E-Ticaret perakendecileri, e-ticaret sahtekarlığını önlemek için ellerinden gelen her şeyi yaptıklarına inanıyor, ancak çok daha az tüketici (%17) bu samimiyete inanıyor ve bu güveni paylaşıyor.
Çevrimiçi alışveriş dolandırıcılığı konusunda perakendeciler ve alışveriş yapanlar arasındaki keskin kopukluk, bir e-ticaret etkinleştirme ve dolandırıcılık önleme çözümleri sağlayıcısı olan Riskified tarafından yayınlanan yeni Avrupa ve ABD verileriyle vurgulandı.
ABD, İngiltere, Fransa ve Almanya’da 4.000 tüketici ve 400 perakendeciyi kapsayan araştırma, çevrimiçi perakende dolandırıcılığının ne kadar yaygın olduğunu, kalıcı mali etkisinin boyutunu ve perakendecilere karşı alışveriş yapanların gözünde nasıl algılandığını da gösteriyor.
Dolandırıcılık girişimlerinde artış
Avrupa’da perakendecilerin dörtte üçünden fazlası (%82), pandemi başladığından bu yana dolandırıcılık girişimlerinde bir artış gördüklerini ve gelirler üzerinde en büyük olumsuz etkiye sahip olanın Card Not Present (CNP) dolandırıcılığı (%60) olduğunu ve Promosyon Suistimali (%48)’nin bunu takip ettiğini söylüyor.
Küresel perakendecilerin %26’sı sahtekarlığın kârlılıklarına önemli ölçüde zarar verdiğini söylüyor. Daha da kötüsü, küresel perakendecilerin üçte birinden fazlası (%34), 2020’de e-ticaret gelirlerinin %5 ila %10’unu sahtekarlıktan kaybettiklerini söyledi.

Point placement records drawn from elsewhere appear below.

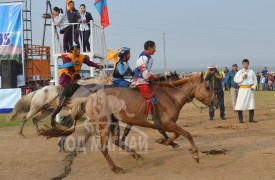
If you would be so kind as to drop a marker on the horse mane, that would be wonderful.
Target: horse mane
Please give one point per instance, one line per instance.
(178, 82)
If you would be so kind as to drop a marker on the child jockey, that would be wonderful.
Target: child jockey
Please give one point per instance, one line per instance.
(143, 75)
(122, 68)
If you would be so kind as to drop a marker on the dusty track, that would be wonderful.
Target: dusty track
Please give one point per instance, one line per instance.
(247, 151)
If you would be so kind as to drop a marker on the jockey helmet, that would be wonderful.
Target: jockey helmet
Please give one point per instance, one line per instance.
(123, 51)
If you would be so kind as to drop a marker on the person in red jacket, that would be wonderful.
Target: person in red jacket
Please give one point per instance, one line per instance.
(72, 63)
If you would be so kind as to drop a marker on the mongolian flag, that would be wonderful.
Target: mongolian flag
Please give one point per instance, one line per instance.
(101, 6)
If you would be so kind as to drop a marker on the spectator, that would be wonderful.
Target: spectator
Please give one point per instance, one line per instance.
(263, 82)
(269, 83)
(265, 71)
(85, 18)
(258, 82)
(226, 71)
(214, 76)
(59, 19)
(73, 17)
(247, 80)
(231, 85)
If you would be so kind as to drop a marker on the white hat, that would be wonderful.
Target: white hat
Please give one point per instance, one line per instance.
(211, 66)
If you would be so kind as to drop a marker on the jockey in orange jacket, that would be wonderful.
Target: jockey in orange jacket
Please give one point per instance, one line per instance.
(72, 63)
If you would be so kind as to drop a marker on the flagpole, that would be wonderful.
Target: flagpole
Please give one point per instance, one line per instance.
(165, 69)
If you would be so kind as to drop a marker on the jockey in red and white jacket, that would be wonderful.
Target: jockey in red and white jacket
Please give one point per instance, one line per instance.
(143, 75)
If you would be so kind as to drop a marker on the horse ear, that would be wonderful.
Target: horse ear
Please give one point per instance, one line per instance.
(202, 79)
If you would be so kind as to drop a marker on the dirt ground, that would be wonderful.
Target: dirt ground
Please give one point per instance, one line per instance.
(235, 151)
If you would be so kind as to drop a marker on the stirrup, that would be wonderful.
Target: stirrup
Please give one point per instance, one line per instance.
(150, 119)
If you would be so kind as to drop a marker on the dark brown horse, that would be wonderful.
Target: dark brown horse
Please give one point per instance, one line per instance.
(110, 105)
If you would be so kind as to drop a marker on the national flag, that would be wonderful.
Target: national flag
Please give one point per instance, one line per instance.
(67, 6)
(101, 6)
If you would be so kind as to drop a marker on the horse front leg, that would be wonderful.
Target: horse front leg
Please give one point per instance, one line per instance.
(56, 111)
(173, 127)
(166, 140)
(115, 131)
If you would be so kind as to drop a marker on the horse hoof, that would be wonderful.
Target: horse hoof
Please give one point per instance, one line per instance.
(21, 134)
(176, 146)
(117, 170)
(196, 157)
(138, 157)
(160, 141)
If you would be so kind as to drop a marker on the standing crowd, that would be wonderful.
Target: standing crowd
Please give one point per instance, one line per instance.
(80, 29)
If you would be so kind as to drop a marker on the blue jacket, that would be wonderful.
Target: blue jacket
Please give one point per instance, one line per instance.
(229, 80)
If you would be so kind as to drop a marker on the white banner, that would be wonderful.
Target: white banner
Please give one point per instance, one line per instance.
(8, 99)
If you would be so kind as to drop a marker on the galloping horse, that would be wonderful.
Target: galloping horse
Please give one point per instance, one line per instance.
(111, 105)
(41, 103)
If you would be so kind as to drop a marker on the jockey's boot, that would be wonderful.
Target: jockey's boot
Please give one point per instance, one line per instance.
(240, 115)
(150, 117)
(251, 116)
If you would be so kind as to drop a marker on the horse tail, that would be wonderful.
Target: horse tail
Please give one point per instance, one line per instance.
(23, 105)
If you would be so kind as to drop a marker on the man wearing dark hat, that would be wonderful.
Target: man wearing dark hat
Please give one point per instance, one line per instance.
(69, 72)
(231, 85)
(214, 76)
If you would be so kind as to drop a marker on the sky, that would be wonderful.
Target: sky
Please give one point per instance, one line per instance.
(198, 32)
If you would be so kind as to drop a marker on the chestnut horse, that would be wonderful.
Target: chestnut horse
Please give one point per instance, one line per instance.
(111, 105)
(41, 103)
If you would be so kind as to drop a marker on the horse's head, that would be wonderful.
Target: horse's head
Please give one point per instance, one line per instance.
(205, 94)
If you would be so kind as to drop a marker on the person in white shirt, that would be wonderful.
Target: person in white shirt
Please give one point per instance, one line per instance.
(59, 19)
(247, 80)
(85, 18)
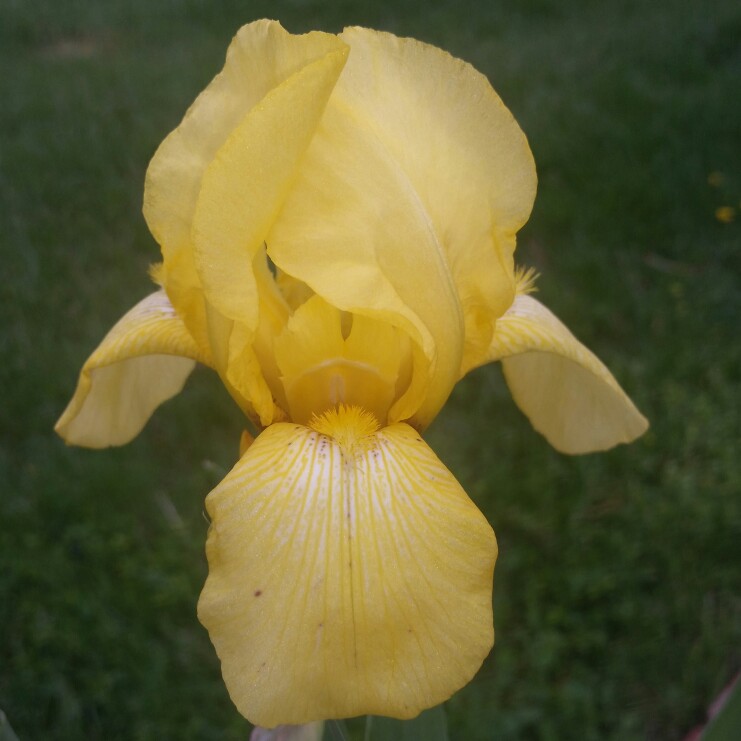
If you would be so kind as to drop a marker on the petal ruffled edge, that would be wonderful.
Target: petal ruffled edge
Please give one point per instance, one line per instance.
(565, 391)
(143, 361)
(348, 574)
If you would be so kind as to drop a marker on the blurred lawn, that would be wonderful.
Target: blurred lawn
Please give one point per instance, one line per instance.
(618, 590)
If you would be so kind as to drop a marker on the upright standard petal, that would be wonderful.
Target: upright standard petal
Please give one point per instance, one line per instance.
(355, 231)
(242, 191)
(568, 395)
(387, 609)
(143, 361)
(463, 152)
(261, 58)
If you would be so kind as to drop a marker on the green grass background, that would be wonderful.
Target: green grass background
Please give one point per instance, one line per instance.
(618, 589)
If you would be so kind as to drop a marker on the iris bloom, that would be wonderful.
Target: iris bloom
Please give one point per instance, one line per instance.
(337, 218)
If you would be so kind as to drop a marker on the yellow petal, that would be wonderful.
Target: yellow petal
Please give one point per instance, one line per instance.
(462, 151)
(354, 230)
(261, 57)
(143, 361)
(349, 573)
(566, 392)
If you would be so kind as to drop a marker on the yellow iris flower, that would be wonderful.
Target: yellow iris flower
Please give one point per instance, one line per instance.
(337, 218)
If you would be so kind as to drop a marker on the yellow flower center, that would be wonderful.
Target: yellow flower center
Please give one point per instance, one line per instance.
(328, 358)
(348, 425)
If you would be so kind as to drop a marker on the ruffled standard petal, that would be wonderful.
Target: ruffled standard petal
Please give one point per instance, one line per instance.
(349, 573)
(260, 59)
(465, 155)
(566, 392)
(242, 190)
(143, 361)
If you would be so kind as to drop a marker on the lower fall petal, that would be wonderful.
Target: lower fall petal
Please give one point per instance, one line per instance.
(143, 361)
(566, 392)
(349, 574)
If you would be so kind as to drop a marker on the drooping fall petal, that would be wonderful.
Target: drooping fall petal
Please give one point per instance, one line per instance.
(564, 389)
(261, 58)
(144, 360)
(349, 573)
(467, 158)
(242, 191)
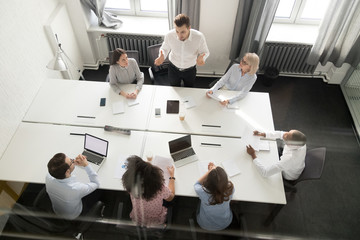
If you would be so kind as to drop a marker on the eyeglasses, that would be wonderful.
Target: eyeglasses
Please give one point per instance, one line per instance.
(72, 161)
(244, 62)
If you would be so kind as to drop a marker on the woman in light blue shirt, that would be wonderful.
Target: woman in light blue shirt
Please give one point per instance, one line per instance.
(215, 192)
(240, 77)
(124, 70)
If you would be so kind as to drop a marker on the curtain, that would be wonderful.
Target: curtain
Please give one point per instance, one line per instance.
(338, 39)
(191, 8)
(252, 24)
(106, 18)
(171, 13)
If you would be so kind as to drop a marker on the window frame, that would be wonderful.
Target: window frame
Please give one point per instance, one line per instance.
(135, 10)
(295, 16)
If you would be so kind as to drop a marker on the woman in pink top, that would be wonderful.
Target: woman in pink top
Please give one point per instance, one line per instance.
(146, 185)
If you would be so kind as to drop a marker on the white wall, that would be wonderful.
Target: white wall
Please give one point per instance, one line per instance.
(217, 19)
(25, 52)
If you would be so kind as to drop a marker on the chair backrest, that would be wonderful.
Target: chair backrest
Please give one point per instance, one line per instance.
(131, 54)
(43, 202)
(153, 53)
(314, 164)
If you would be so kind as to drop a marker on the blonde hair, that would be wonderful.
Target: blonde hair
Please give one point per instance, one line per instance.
(253, 61)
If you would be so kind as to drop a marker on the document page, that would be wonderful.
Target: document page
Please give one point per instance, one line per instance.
(121, 166)
(163, 163)
(231, 167)
(118, 107)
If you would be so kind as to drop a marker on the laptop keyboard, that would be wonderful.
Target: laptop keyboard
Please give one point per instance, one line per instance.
(183, 154)
(91, 157)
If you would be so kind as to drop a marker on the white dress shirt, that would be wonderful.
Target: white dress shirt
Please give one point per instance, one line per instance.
(291, 164)
(66, 194)
(183, 54)
(122, 75)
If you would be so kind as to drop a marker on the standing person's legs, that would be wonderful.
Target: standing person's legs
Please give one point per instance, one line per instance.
(189, 77)
(174, 75)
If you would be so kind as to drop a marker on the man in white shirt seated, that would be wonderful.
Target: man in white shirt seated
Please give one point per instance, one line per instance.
(186, 48)
(292, 160)
(69, 197)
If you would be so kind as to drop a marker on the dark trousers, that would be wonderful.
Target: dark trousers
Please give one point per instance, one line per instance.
(175, 76)
(90, 200)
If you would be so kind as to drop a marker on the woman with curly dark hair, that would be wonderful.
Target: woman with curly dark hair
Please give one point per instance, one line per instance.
(215, 192)
(146, 185)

Tüm tüketicilerin yalnızca %34’ü perakendecilerin söz konusu sahtekarlığı önleme yeteneğine güvenmesine rağmen, tüm perakendecilerin yarısından fazlası (%55) e-ticaretle ilgili sahtekarlığı önleme yeteneklerinden emin olduklarını belirtti.
Özellikle Avrupa’da, çevrimiçi tüketicilerin dörtte birinden fazlası (%27) çevrimiçi alışverişle ilgili endişelerinin artmaya devam ettiğini ve tüketicilerin %51’inin perakendecilerin gelecek yıl sahtekarlığı önlemenin daha da zor olacağına inandığını söyledi.
Uzun vadeli marka etkisi, çevrimiçi alışverişte tüketici güveni için de önemli bir faktördü. İngiltere’deki tüketicilerin %39’u, hesapları ele geçirilirse perakendeciyi suçlayacaklarını söylemekle kalmadı, %67’si de hesaplarının ele geçirildiği bir mağazadan tekrar çevrimiçi satın almayacağını söyledi. Bu oran Almanya ve Fransa’da görece biraz daha düşük.
Dolandırıcılığın önlenmesi söz konusu olduğunda, iki faktörlü kimlik doğrulama, katılımcılar tarafından en etkili araç olarak kabul ediliyor. Bununla birlikte, aynı zamanda Birleşik Krallık ve Fransız perakendeciler için gelire en çok zarar veren ve ABD ve Alman perakendeciler için en çok zarar veren unsur olarak ikinci sırada yer aldı.
Ödeme sürecini kolaylaştırmak ve sahtekarlığı azaltmak için yeni teknolojilerin kullanımı da daha yaygın hale geliyor.
Riskified’ın baş gelir sorumlusu Peter Elmgren şunları söyledi: “E-ticaretin hızlı büyümesinin e-ticaret dolandırıcılığında da artışa yol açması şaşırtıcı değil ve araştırmamızın gösterdiği gibi, etki hem perakendeciler hem de tüketiciler için önemli. .
“Dolandırıcılık, alışveriş yapanlar için sorunsuz ve güvenli bir deneyim sunarken işlerini korumak isteyen perakendeciler için benzersiz zorluklar sunuyor. Juniper Research’e göre, perakendeciler 2020’de e-ticaret dolandırıcılığına 12,3 milyar sterlin kaybetti ve bu sayının sadece üç yıl içinde 18 milyar sterlini geçmesi bekleniyor. Perakendeci ağımızdan sürekli öğrenerek ve gelişmiş makine öğrenimi platformumuza gerçek zamanlı verileri besleyerek, perakende ortaklarımızın çevrimiçi alışveriş deneyiminde güven ve güven oluşturmasına yardımcı oluyoruz.”